1. Cari Usaha Yang Paling Berpotensi
Kita bisa memulai dengan mengamati lingkungan sekitar, melihat peluang usaha apa yang berpotensi berkembang didaerah tersebut. Caranya dengan mengamati bisnis apa yang paling sukses didaerah kita. Misalnya kita tinggal di lingkungan sekolah atau kampus, lalu kita membuka usaha sebuah warung makan kecil-kecilan tetapi tetap ramai pengunjung.

2. Amati Keperluan yang Paling Dibutuhkan
Dengan keseharian kita yang kita tinggali, tentunya tidak sulit menganalisa keperluan apa yang paling berpeluang dibutuhkan masyarakat sekitar. Misalnya,  tempat kita tinggal dekat dengan sekolah atau kampus, maka keperluan penunjangnya pasti sangat diperlukan, seperti toko buku, tempat fotocopy, jajanan, dan lain sebagainya.

3. Memanfaatkan Usaha Sekitar
Mencari usaha yang ada disekitar kita juga bisa dengan cara bekerja sama dengan usaha yang telah berjalan. Artinya kita jalin hubungan dengan menjadi supplier atau pun dengan memasukkan produk hasil olahan kita sendiri. Misalnya, jika ada warung yang ramai pengunjungnya, kita bisa berpeluang membuat produk untuk dititipkan pada warung tersebut, bisa berupa makananan atau barang.

B. Langkah-langkah untuk membuka usaha
1. Tentukanlah Jenis Usaha Yang Anda ingin Geluti
Usahakan bahwa jenis usaha tersebut adalah yang sesuai dengan minat serta keahlian Anda. Akan menjadi percuma rasanya menjalankan sebuah usaha, jika menjalankan suatu usaha namun Anda tidak menyukainya. Yang ada nantinya Anda akan merasa tidak nyaman, dan setengah hati untuk menjalankannya. Dampaknya adalah rugi sedikit, sudah mau menyerah ditengah jalan.

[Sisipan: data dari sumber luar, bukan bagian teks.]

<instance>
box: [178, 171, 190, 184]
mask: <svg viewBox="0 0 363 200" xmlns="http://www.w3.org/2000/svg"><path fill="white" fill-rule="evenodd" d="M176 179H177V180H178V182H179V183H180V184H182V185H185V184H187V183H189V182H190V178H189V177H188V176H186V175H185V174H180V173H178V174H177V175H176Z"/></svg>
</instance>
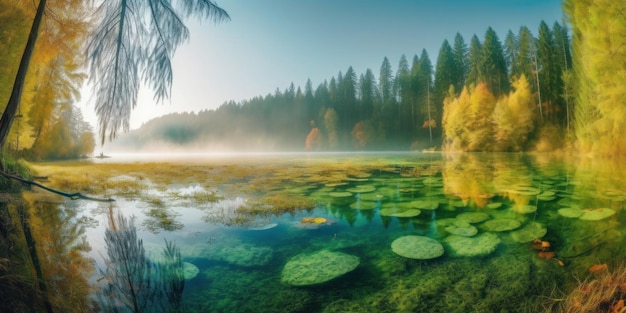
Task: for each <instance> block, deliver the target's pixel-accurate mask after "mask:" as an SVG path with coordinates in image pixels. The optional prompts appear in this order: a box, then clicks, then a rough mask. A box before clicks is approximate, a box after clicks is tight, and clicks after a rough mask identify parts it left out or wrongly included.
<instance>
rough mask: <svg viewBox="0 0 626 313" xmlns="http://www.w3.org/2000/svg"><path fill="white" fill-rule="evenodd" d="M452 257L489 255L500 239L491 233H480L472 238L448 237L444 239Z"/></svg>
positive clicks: (491, 252) (499, 242) (470, 256)
mask: <svg viewBox="0 0 626 313" xmlns="http://www.w3.org/2000/svg"><path fill="white" fill-rule="evenodd" d="M444 242H445V243H446V244H447V245H448V247H449V248H450V252H451V254H452V255H454V256H467V257H475V256H483V255H488V254H491V253H492V252H494V251H495V250H496V248H497V247H498V244H499V243H500V238H498V236H497V235H496V234H493V233H482V234H480V235H478V236H474V237H464V236H458V235H450V236H448V237H446V239H444Z"/></svg>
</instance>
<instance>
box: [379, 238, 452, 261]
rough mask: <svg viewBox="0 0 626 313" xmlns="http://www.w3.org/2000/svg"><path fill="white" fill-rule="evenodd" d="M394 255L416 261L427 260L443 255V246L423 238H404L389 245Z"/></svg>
mask: <svg viewBox="0 0 626 313" xmlns="http://www.w3.org/2000/svg"><path fill="white" fill-rule="evenodd" d="M391 251H393V252H394V253H395V254H397V255H399V256H402V257H405V258H409V259H417V260H429V259H434V258H436V257H440V256H441V255H443V252H444V250H443V246H442V245H441V243H439V241H437V240H435V239H432V238H428V237H424V236H414V235H412V236H404V237H400V238H398V239H396V240H394V241H393V242H392V243H391Z"/></svg>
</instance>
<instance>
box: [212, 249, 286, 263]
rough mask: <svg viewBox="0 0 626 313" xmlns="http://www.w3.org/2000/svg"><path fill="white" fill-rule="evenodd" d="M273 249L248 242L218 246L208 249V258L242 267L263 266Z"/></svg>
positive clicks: (266, 261) (215, 260)
mask: <svg viewBox="0 0 626 313" xmlns="http://www.w3.org/2000/svg"><path fill="white" fill-rule="evenodd" d="M273 253H274V251H273V250H272V248H270V247H256V246H253V245H250V244H240V245H236V246H228V245H224V246H219V247H215V248H213V249H210V250H209V252H208V255H206V257H207V258H208V259H209V260H214V261H221V262H226V263H228V264H231V265H236V266H242V267H254V266H264V265H266V264H267V263H269V262H270V260H271V259H272V256H273Z"/></svg>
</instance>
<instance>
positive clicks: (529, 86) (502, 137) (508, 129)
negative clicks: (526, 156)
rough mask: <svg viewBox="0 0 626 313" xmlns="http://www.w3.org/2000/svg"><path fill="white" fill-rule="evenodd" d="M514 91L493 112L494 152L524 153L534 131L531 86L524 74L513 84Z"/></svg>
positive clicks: (532, 105) (496, 105) (497, 105)
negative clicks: (528, 140) (497, 151)
mask: <svg viewBox="0 0 626 313" xmlns="http://www.w3.org/2000/svg"><path fill="white" fill-rule="evenodd" d="M512 87H513V89H514V90H513V91H512V92H511V94H510V95H509V96H508V97H502V98H501V99H500V100H499V101H498V102H497V104H496V107H495V109H494V111H493V121H494V124H495V130H494V139H495V145H494V149H493V150H494V151H522V150H523V149H524V148H525V145H526V143H527V140H528V135H529V134H530V132H531V131H532V130H533V129H534V120H533V109H532V108H533V104H534V102H533V98H532V94H531V91H530V84H529V83H528V80H527V79H526V76H524V74H522V75H521V76H520V77H519V78H517V79H516V80H514V81H513V83H512Z"/></svg>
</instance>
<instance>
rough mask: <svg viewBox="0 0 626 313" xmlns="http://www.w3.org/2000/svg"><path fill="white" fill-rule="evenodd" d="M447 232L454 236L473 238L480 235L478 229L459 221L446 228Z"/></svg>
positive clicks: (464, 222)
mask: <svg viewBox="0 0 626 313" xmlns="http://www.w3.org/2000/svg"><path fill="white" fill-rule="evenodd" d="M446 231H447V232H449V233H451V234H453V235H459V236H464V237H472V236H474V235H476V234H478V228H476V227H475V226H472V225H471V224H470V223H468V222H465V221H459V220H457V221H456V222H455V223H452V224H451V225H448V226H447V227H446Z"/></svg>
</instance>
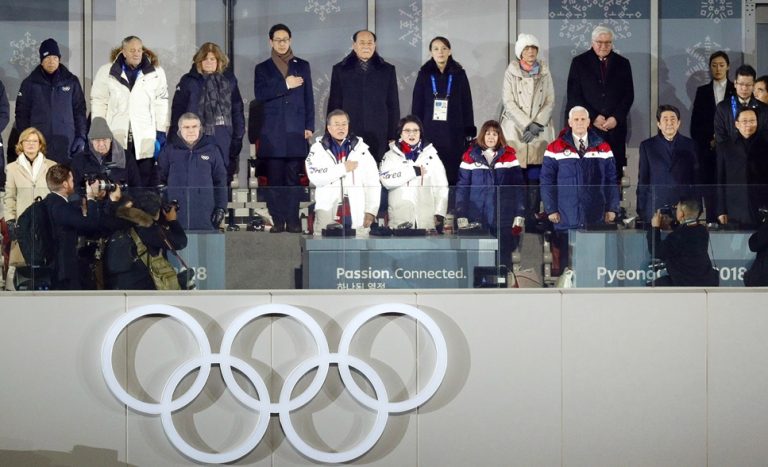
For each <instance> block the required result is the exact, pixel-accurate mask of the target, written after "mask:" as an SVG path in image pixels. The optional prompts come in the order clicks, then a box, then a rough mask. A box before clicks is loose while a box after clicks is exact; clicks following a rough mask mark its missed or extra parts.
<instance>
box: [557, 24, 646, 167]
mask: <svg viewBox="0 0 768 467" xmlns="http://www.w3.org/2000/svg"><path fill="white" fill-rule="evenodd" d="M613 40H614V34H613V30H611V29H610V28H607V27H605V26H597V27H596V28H595V29H594V30H593V31H592V48H591V49H589V50H587V51H586V52H584V53H582V54H581V55H577V56H576V57H574V58H573V60H572V61H571V69H570V71H569V72H568V96H567V101H566V104H565V115H566V116H567V115H568V112H569V111H570V110H571V109H572V108H573V107H575V106H582V107H584V108H586V109H587V111H589V115H591V116H592V128H593V129H594V130H595V131H597V133H598V135H599V136H600V137H602V138H603V139H604V140H605V142H606V143H608V145H609V146H610V147H611V150H612V151H613V157H614V158H615V159H616V179H617V180H621V176H622V174H623V168H624V167H625V166H626V165H627V152H626V151H627V148H626V144H627V117H628V116H629V109H630V107H632V102H633V101H634V99H635V91H634V85H633V83H632V67H631V65H630V64H629V60H627V59H626V58H624V57H622V56H621V55H619V54H617V53H616V52H614V50H613Z"/></svg>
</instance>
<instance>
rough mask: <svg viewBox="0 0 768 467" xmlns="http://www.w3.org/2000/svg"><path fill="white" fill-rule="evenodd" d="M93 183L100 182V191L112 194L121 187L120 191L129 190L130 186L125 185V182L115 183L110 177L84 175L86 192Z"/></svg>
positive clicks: (84, 188) (93, 173)
mask: <svg viewBox="0 0 768 467" xmlns="http://www.w3.org/2000/svg"><path fill="white" fill-rule="evenodd" d="M93 182H99V187H98V188H99V191H104V192H106V193H112V192H113V191H115V190H117V188H118V187H120V190H122V191H125V190H127V189H128V184H127V183H125V180H121V181H119V182H115V181H113V180H110V179H109V177H105V176H104V175H103V174H98V173H90V174H84V175H83V187H82V188H83V191H84V192H85V190H86V189H87V188H88V185H90V184H91V183H93Z"/></svg>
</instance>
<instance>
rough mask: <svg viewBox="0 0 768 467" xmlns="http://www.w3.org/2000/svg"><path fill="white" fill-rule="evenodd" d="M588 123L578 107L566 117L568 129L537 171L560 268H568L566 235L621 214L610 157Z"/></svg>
mask: <svg viewBox="0 0 768 467" xmlns="http://www.w3.org/2000/svg"><path fill="white" fill-rule="evenodd" d="M589 117H590V116H589V112H588V111H587V109H585V108H584V107H580V106H577V107H573V108H572V109H571V110H570V112H568V125H569V126H570V128H566V129H564V130H563V131H562V132H560V136H558V138H557V139H556V140H554V141H553V142H552V143H550V144H549V146H547V150H546V152H544V164H543V165H542V168H541V199H542V201H543V202H544V211H545V212H546V213H547V215H548V216H549V220H550V221H551V222H552V223H553V224H554V228H555V238H554V240H553V246H555V247H556V248H558V249H559V252H560V265H561V267H564V266H567V265H568V230H569V229H576V228H583V227H586V226H587V225H590V224H601V223H604V222H606V223H607V222H613V221H614V219H615V218H616V214H617V213H618V212H619V187H618V185H617V184H616V165H615V162H614V159H613V152H612V151H611V147H610V146H609V145H608V143H606V142H605V140H604V139H603V138H602V137H600V135H598V133H597V132H595V131H593V130H591V129H590V127H589V125H590V120H589Z"/></svg>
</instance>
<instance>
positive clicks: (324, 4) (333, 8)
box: [304, 0, 341, 21]
mask: <svg viewBox="0 0 768 467" xmlns="http://www.w3.org/2000/svg"><path fill="white" fill-rule="evenodd" d="M304 11H305V12H310V11H311V12H312V13H314V14H316V15H317V16H318V17H320V21H325V18H326V17H327V16H328V15H330V14H331V13H335V12H339V11H341V7H340V6H339V5H338V0H328V1H326V2H325V3H323V2H320V1H318V0H307V6H305V7H304Z"/></svg>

2. Lakukan Survei Dengan Segera
Setelah menentukan jenis usaha apa yang ingin Anda geluti. Maka selanjutnya adalah penting untuk melakukan survey lapangan. Survei ini penting untuk mengetahui peluang dari bisnis Anda. Seberapa besar kemungkinan bisnis tersebut akan berhasil.

3. Mempersiapkan Modal Dan Strategi Usaha Dengan Matang
Untuk merintis sebuah usaha benar-benar dari nol, maka itu bukan berarti modalnya juga nol. Anda tetap saja membutuhkan modal untuk merintis usaha dari awal. Berapakah modal yang Anda butuhkan? Ya tentu saja tergantung seberapa besar usaha yang ingin Anda buka.

4. Strategi Usaha  
bagaimana akan mendesain suatu produk agar unik dan berbeda dari yang lainnya. Dan juga bagaimana cara memasarkan produknya. Cara  menjual dan cara  untuk mengatur keuangannya. Semua ini benar-benar perlu untuk di pikirkan matang-matang.

5. Membangun Mental Yang Kuat dan Lakukan Evaluasi
Terkadang mungkin langkah ini di anggap tidak penting. Padahal tanpa kalian sadari langkah yang ini juga sangat penting untuk kalian terapkan dalam bisnis. Apalagi jika membangun usaha benar-benar dari nol. Maka di butuhkan mental yang sangat kuat untuk pembisnis. Serta tak lupa juga harus melakukan evaluasi. Sehingga apa-apa yang kurang dalam usaha kalian bisa di perbaiki.